Чем больше волнуется Грушина, тем спокойнее себя держит Вера Андреевна Казакова. Можно подумать, разговор этот ее совсем не трогает, ничего ей не стоит. Но я вижу, как пальцы нервно расстегивают-застегивают пуговицу на кофте.
— Перед лицом горя, перед лицом смерти, перед памятью о человеке, негромко, не повышая тона, совершенно спокойно говорит Казакова, Зинаида Михайловна затеяла аккуратный, точный подсчет: канализация в доме у Сомовых есть, водопровод тоже есть, ванны, правда, нет. На бухгалтерских костяшках отщелкивала: сколько может Наташа, не дай бог, переполучить, если за ней оставят обещанную перед смертью Валентине Васильевне квартиру.
— Я ей квартиру пожалела?!
Грушина всплескивает руками. Вот этого она перенести уже никак не может. Больше всего ее возмущает неправда, наглая ложь Веры Андреевны.

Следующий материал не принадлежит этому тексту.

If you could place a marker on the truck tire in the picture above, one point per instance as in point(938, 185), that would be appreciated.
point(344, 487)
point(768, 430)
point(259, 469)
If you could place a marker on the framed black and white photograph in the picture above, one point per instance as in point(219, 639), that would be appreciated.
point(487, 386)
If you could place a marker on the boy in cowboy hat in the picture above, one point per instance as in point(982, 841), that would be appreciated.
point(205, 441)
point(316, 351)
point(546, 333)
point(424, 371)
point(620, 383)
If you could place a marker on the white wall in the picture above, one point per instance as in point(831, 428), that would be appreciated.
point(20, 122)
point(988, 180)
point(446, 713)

— Да я слова на собрании не произнесла! — кричит Зинаида Михайловн Сидела и молчала. Люди так высказались, и люди так постановили!
— Правильно, люди, — говорит Казакова. — Не вы — люди. Они испугались, не переплатим ли, не дай бог, девчонке, которая вчера мать потеряла. Вы всего-навсего надоумили людей затеять этот постыдный, базарный торг. А уж потом, точно, сидели и молчали…
У Грушиной розовеют щеки.
Я вижу, ей очень хочется сказать сейчас Казаковой что-то очень резкое, обидное, уничтожающее. Поставить Казакову на место.

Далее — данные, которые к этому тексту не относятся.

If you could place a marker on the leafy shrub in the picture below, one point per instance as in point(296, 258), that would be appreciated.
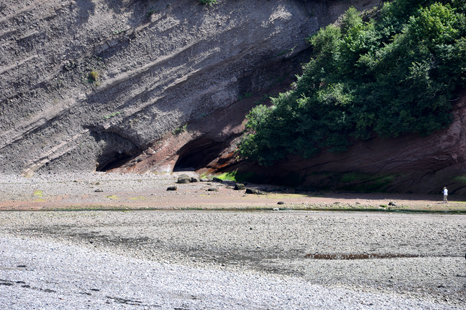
point(385, 77)
point(208, 2)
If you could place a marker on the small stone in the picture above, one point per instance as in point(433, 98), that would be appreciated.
point(184, 178)
point(253, 191)
point(239, 186)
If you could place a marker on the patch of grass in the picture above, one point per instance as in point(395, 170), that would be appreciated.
point(236, 176)
point(227, 176)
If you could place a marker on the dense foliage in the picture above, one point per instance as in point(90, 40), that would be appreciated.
point(393, 75)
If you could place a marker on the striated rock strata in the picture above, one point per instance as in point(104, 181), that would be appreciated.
point(407, 164)
point(92, 84)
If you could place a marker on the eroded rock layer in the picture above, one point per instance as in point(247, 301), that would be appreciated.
point(89, 84)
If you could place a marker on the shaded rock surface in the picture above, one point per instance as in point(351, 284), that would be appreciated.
point(98, 85)
point(406, 164)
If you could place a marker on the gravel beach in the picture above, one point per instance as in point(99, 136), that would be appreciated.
point(192, 259)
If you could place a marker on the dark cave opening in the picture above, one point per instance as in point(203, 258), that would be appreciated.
point(198, 154)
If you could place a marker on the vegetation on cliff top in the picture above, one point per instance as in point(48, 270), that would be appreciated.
point(390, 76)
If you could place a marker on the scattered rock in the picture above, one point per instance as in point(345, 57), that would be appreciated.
point(253, 191)
point(184, 178)
point(239, 186)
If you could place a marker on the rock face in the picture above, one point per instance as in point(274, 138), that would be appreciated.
point(411, 163)
point(88, 85)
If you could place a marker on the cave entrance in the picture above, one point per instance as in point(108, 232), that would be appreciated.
point(116, 161)
point(198, 154)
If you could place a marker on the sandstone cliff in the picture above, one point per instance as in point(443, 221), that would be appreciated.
point(87, 85)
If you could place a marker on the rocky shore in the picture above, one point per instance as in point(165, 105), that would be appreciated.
point(384, 260)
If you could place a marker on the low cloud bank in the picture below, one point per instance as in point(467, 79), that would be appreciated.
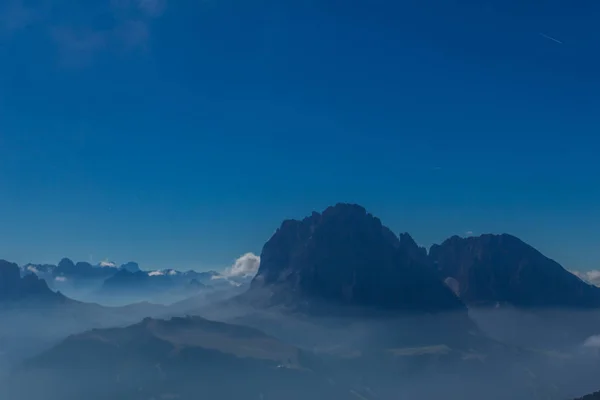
point(591, 277)
point(245, 266)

— У людей своя голова на плечах, Вера Андреевна, — тихо, но угрожающе произносит она. — Им не надо моей подсказки. Они свой интерес знают и его отстаивают.

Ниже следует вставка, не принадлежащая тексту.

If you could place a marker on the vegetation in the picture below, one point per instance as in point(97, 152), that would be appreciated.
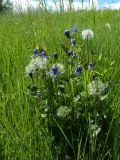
point(25, 131)
point(5, 6)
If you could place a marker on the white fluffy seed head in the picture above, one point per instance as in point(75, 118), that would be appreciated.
point(36, 63)
point(87, 34)
point(96, 87)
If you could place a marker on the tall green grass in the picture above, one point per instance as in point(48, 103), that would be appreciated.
point(22, 135)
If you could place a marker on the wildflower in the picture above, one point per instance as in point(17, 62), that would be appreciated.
point(69, 53)
point(63, 111)
point(67, 33)
point(91, 66)
point(96, 87)
point(74, 54)
point(36, 53)
point(87, 34)
point(30, 69)
point(74, 29)
point(73, 42)
point(55, 55)
point(30, 74)
point(44, 55)
point(78, 70)
point(60, 66)
point(107, 25)
point(35, 63)
point(54, 71)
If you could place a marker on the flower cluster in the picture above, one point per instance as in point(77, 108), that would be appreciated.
point(96, 87)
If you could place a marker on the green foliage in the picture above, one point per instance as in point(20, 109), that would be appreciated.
point(24, 133)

Казакова отрицательно качает головой.
— Ну что вы, Зинаида Михайловна, говорите? При чем тут их интерес? Какой, скажем, интерес в комнатах Сомовой у сборщицы Васильевой, которая Наташу в баню все посылала? Разве тесно Васильева живет?
— Ну, не тесно.
— Вот именно: не тесно. Недавно получила на заводе отдельную квартиру, тридцать, кажется, метров. Или снабженец Парамонов, который утверждал: «Для памяти памятники ставят». У него что, двухкомнатная?
— Трехкомнатная.
— Верно, вспомнила, трехкомнатная. И вообще — на заводе сто тридцать человек, а в последние годы мы уже получили двадцать девять квартир. Каждый четвертый справил новоселье. Люди знают: квартира, выделенная Сомовым, не последняя. Если и отдадут ее Наташе, через некоторое время завод получит следующую. Так что дело не в квартирном голоде и не в интересе, о котором вы тут говорили…
— Правильно, — перебивает Грушина. — Дело в принципе!
Она это произнесла гордо, решительно. Зинаида Михайловна привыкла: если люди поступают не шкурно, а из принципа, то это всегда хорошо, всегда достойно. Таких людей не попрекать надо, а, наоборот, хвалить, ставить другим в пример.
Казакова усмехнулась. Спросила:
— И в чем же этот их принцип, по-вашему, состоял, Зинаида Михайловна? А? Я, мол, с керосинкой всю жизнь прожила, я воду из колодца таскала, я хорошее жилье только под старость получила… А ей, сомовской девчонке, почему это должно быть лучше, чем мне? За какие такие ее заслуги и прелести? Нет, не допущу, не разрешу, не позволю. Таков, по-вашему, принцип был? Так то ведь не принцип, Зинаида Михайловна. То — жадность, зависть. Озлобление…
Грушина молчит.
Она чувствует: нет, не как надо идет сейчас у них этот разговор. Да, верно, люди разные есть. Есть и жадные, завистливые, озлобленные. Их не переделать не только Грушиной — шибко умной Вере Андреевне их тоже не переделать. Однако Грушина за других людей не в ответе. Она в ответе лишь за саму себя. А она лично сочла необходимым отобрать у девушки квартиру вовсе не из жадности, не из зависти и не из озлобления. Для того лишь, чтобы девушка не получила ей неположенного. Что положено — пускай берет. Хоть миллионы. Грушина чужому богатству никогда в жизни не позавидовала и не позавидует. Но если что не положено — не тронь. Оставь на месте. Так Зинаида Михайловна и сама воспитана, и детей своих к тому приучила.